Мать припала бледным, остекленевшим от долгого голоданья лицом к лопуху, прикрывавшему белокурую голову сына, и дрожит.
- Мотри-ка, на гайтане! - настаивает Симка.
- Что, что, родной?
- Алтын царской.
- Ох, Господи!
- Сам царь подарил и по головке погладил... Это - царское жалованье.
Подошла артель. Стали здороваться. Сбежались бабы и ребятишки с соседних домов. Пошёл шум по всему посёлку, хлопанье дверей, скрип калиток и ворот, возгласы баб, писк и плач ребятишек, лай собак, которые более всех животных интересуются человеческими делами и разделяют их радости.
- Здорово-здорово, Сысоюшка, здравствуй, мнучек Симушка, здорово, Агапушка, - шамкал Симкин дед, обращаясь то к сыну своему, шадроватому Сысою, то к внучку, то к другим сельчанам, то к ратному. - С коих местов теперь, Агапушка, - с Олонца?
- Нету, с самово Шлюхина града, - отвечает ратный.
- Что же это за град такой?
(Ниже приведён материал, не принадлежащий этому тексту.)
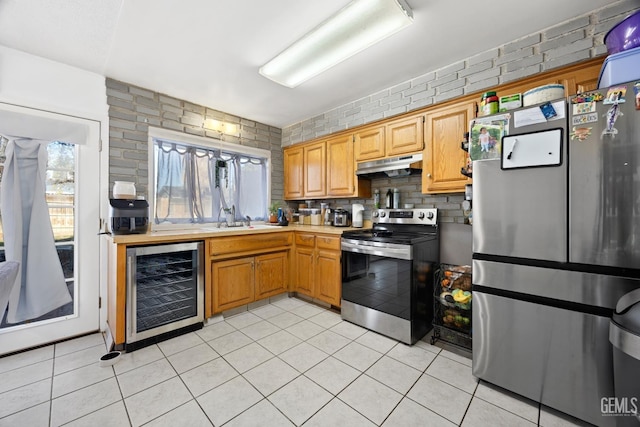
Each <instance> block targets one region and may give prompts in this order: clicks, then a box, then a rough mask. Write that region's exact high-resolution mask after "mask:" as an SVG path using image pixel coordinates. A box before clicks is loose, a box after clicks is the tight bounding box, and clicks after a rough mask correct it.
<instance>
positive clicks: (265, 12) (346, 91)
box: [0, 0, 612, 127]
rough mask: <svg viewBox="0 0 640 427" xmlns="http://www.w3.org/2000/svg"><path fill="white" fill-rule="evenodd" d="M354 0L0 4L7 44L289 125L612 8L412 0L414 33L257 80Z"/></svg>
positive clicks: (600, 6) (105, 73)
mask: <svg viewBox="0 0 640 427" xmlns="http://www.w3.org/2000/svg"><path fill="white" fill-rule="evenodd" d="M348 2H349V0H315V1H309V0H307V1H300V0H269V1H265V0H182V1H178V0H129V1H125V0H99V1H87V0H64V1H51V0H0V45H4V46H6V47H10V48H14V49H18V50H21V51H24V52H28V53H31V54H34V55H38V56H41V57H45V58H49V59H52V60H55V61H58V62H62V63H65V64H69V65H73V66H75V67H78V68H82V69H85V70H88V71H92V72H95V73H98V74H100V75H104V76H107V77H110V78H113V79H116V80H120V81H124V82H127V83H130V84H133V85H136V86H140V87H143V88H147V89H150V90H153V91H157V92H161V93H164V94H167V95H171V96H174V97H177V98H180V99H184V100H188V101H190V102H193V103H196V104H201V105H205V106H207V107H210V108H213V109H216V110H220V111H224V112H226V113H230V114H234V115H237V116H241V117H244V118H247V119H251V120H255V121H258V122H261V123H265V124H269V125H272V126H277V127H286V126H288V125H291V124H294V123H297V122H300V121H302V120H304V119H307V118H310V117H314V116H316V115H318V114H322V113H323V112H326V111H329V110H331V109H333V108H335V107H338V106H340V105H343V104H345V103H348V102H350V101H354V100H357V99H359V98H362V97H365V96H367V95H370V94H372V93H375V92H377V91H380V90H383V89H386V88H388V87H391V86H394V85H396V84H399V83H402V82H405V81H407V80H409V79H412V78H414V77H417V76H420V75H422V74H425V73H427V72H429V71H432V70H435V69H438V68H441V67H443V66H445V65H449V64H452V63H454V62H457V61H459V60H462V59H465V58H468V57H470V56H473V55H475V54H477V53H480V52H483V51H486V50H489V49H491V48H495V47H497V46H500V45H502V44H504V43H507V42H509V41H512V40H516V39H518V38H520V37H523V36H526V35H529V34H531V33H534V32H536V31H539V30H542V29H545V28H548V27H550V26H553V25H555V24H558V23H561V22H564V21H566V20H569V19H571V18H573V17H576V16H579V15H582V14H584V13H587V12H590V11H592V10H595V9H598V8H600V7H603V6H606V5H610V4H611V3H612V2H611V0H563V1H558V0H537V1H527V2H523V1H519V2H517V7H516V6H515V2H514V1H513V0H475V1H470V2H468V1H465V2H459V1H451V0H407V2H408V3H409V5H410V6H411V8H412V10H413V14H414V22H413V24H412V25H411V26H410V27H409V28H407V29H405V30H403V31H401V32H399V33H396V34H395V35H393V36H392V37H391V38H389V39H387V40H384V41H382V42H380V43H378V44H377V45H375V46H373V47H371V48H370V49H368V50H366V51H363V52H361V53H359V54H357V55H355V56H353V57H352V58H350V59H348V60H347V61H345V62H343V63H341V64H339V65H338V66H336V67H334V68H332V69H330V70H328V71H326V72H324V73H322V74H320V75H319V76H316V77H314V78H312V79H311V80H308V81H307V82H305V83H303V84H301V85H300V86H298V87H296V88H294V89H290V88H287V87H284V86H280V85H278V84H277V83H274V82H272V81H271V80H268V79H266V78H264V77H262V76H261V75H260V74H258V68H259V67H260V66H262V65H263V64H264V63H265V62H267V61H268V60H269V59H271V58H272V57H274V56H275V55H276V54H278V53H279V52H280V51H281V50H283V49H284V48H286V47H287V46H288V45H290V44H291V43H292V42H293V41H294V40H296V39H297V38H299V37H301V36H302V35H304V34H305V33H306V32H308V31H309V30H311V29H312V28H313V27H315V26H316V25H317V24H318V23H319V22H321V21H323V20H324V19H326V18H327V17H329V16H330V15H331V14H333V13H334V12H336V11H337V10H339V9H340V8H341V7H343V6H344V5H346V4H347V3H348ZM463 4H464V6H462V5H463Z"/></svg>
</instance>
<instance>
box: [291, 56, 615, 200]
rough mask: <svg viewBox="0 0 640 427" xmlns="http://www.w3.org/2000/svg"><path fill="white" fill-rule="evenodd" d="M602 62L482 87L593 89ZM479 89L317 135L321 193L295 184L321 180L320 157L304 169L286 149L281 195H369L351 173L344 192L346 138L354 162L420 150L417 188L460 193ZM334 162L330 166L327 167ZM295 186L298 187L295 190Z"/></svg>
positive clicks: (313, 143) (495, 87)
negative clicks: (410, 108)
mask: <svg viewBox="0 0 640 427" xmlns="http://www.w3.org/2000/svg"><path fill="white" fill-rule="evenodd" d="M603 60H604V57H600V58H594V59H591V60H588V61H584V62H581V63H579V64H573V65H570V66H567V67H563V68H561V69H556V70H552V71H548V72H545V73H540V74H536V75H534V76H531V77H527V78H524V79H521V80H517V81H512V82H509V83H505V84H503V85H500V86H498V87H495V88H488V89H489V90H495V91H496V92H497V95H498V96H504V95H511V94H514V93H524V92H526V91H527V90H529V89H533V88H535V87H538V86H542V85H545V84H550V83H561V84H563V85H564V86H565V89H566V90H565V95H566V96H569V95H574V94H576V93H578V92H581V91H589V90H594V89H596V87H597V82H598V76H599V74H600V68H601V66H602V62H603ZM481 93H482V92H479V93H476V94H469V95H465V96H464V97H461V98H458V99H456V100H451V101H448V102H445V103H442V104H439V105H433V106H429V107H425V108H423V109H420V110H417V111H413V112H411V113H407V114H404V115H402V116H399V117H395V118H392V119H387V120H383V121H380V122H377V123H374V124H368V125H365V126H362V127H359V128H356V129H351V130H349V131H343V132H340V133H338V134H335V135H333V136H330V137H328V139H326V138H325V139H323V141H321V142H320V143H322V142H331V145H332V146H329V145H327V146H326V148H327V151H326V156H327V159H326V165H327V168H326V174H327V175H326V179H327V186H326V192H325V193H324V194H323V193H322V191H321V188H322V186H321V184H322V183H321V182H320V181H316V182H314V183H311V184H308V183H307V184H305V186H306V187H301V186H300V185H299V183H300V181H301V180H302V181H304V179H309V178H311V177H312V176H315V177H317V179H318V180H322V179H323V178H322V177H323V175H322V170H321V169H317V164H318V163H314V162H315V161H317V159H318V158H319V156H320V155H319V154H318V155H316V156H315V157H314V158H313V159H312V160H307V161H311V164H312V165H313V166H312V167H313V168H312V169H310V168H309V167H308V166H307V165H305V164H304V163H305V161H304V159H303V161H302V165H301V163H300V160H299V159H300V154H299V153H298V152H292V153H289V151H295V150H301V149H302V148H301V147H295V148H294V147H288V148H286V149H285V199H288V200H296V199H305V198H322V197H370V196H371V186H370V182H369V186H368V191H367V190H366V187H365V190H364V191H362V189H361V187H362V185H361V184H362V183H363V182H367V181H364V180H362V179H358V178H357V176H356V177H355V179H356V181H355V182H354V186H353V188H354V190H353V193H351V194H349V193H348V192H347V188H349V177H350V176H351V172H350V169H349V168H348V167H347V166H345V165H346V160H345V163H343V162H342V160H343V159H344V158H342V157H340V156H341V155H342V154H341V153H345V154H344V155H345V156H348V154H347V153H348V146H349V143H348V141H349V138H353V159H354V163H357V162H362V161H367V160H375V159H381V158H385V157H392V156H398V155H403V154H409V153H416V152H419V151H421V150H423V160H422V163H423V171H422V192H423V193H427V194H437V193H456V192H462V191H464V188H465V185H466V184H467V183H470V182H471V181H470V180H469V179H467V178H466V177H465V176H464V175H462V174H461V173H460V170H461V169H462V167H464V166H465V165H466V154H465V152H464V151H463V150H461V149H460V142H461V141H462V138H463V135H464V133H465V132H467V131H468V127H469V121H470V120H471V119H473V118H475V115H476V103H477V102H479V101H480V97H481ZM316 143H317V142H312V143H309V145H310V146H313V145H315V144H316ZM333 144H335V145H333ZM303 146H304V145H303ZM316 148H317V147H316ZM341 150H342V151H341ZM334 163H335V165H336V166H333V165H334ZM337 165H339V166H337ZM301 171H304V176H303V178H301V177H300V173H301ZM343 171H345V172H344V175H340V173H341V172H343ZM347 171H348V173H347ZM313 174H315V175H313ZM300 188H302V189H303V190H302V191H300ZM306 190H310V194H306V192H307V191H306ZM301 193H302V194H301Z"/></svg>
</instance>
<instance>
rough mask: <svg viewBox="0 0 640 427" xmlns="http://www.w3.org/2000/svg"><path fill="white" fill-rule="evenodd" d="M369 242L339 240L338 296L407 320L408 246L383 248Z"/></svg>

Не слыхивал такова отродясь.
- Новый, значит, град, с немецкой кличкой, Шлюхин...
- Шлюхин, ишь ты, таких на святой Руси не бывало: Хлынов город есть, холопий, а Шлюхина града на Руси не бывало.
- Да это наш Орешек, что под шведом был, а теперь опять наш, - пояснил Сысой.
- Укрепа такая, Шлюхина крепость, - дополнил ратный.
- А царя видали?
- Как не видать, батюшка! Сам-то Симку по головке гладил и денег пожаловал...
- Вот, дедушка, царский ялтын, вот он, - хвастался Симка перед дедом. - Я в лапоть мышь посадил да с лаптя карбас справил, на воду пустил, оснастил, а царь и увидал...
Издали откуда-то донеслось звяканье колокольчика. Все стали прислушиваться, напряжённо прислушиваться, ибо все опытом жизни испытали, что медь, отлитая в колокол, реже звонит к добру, чем к худу.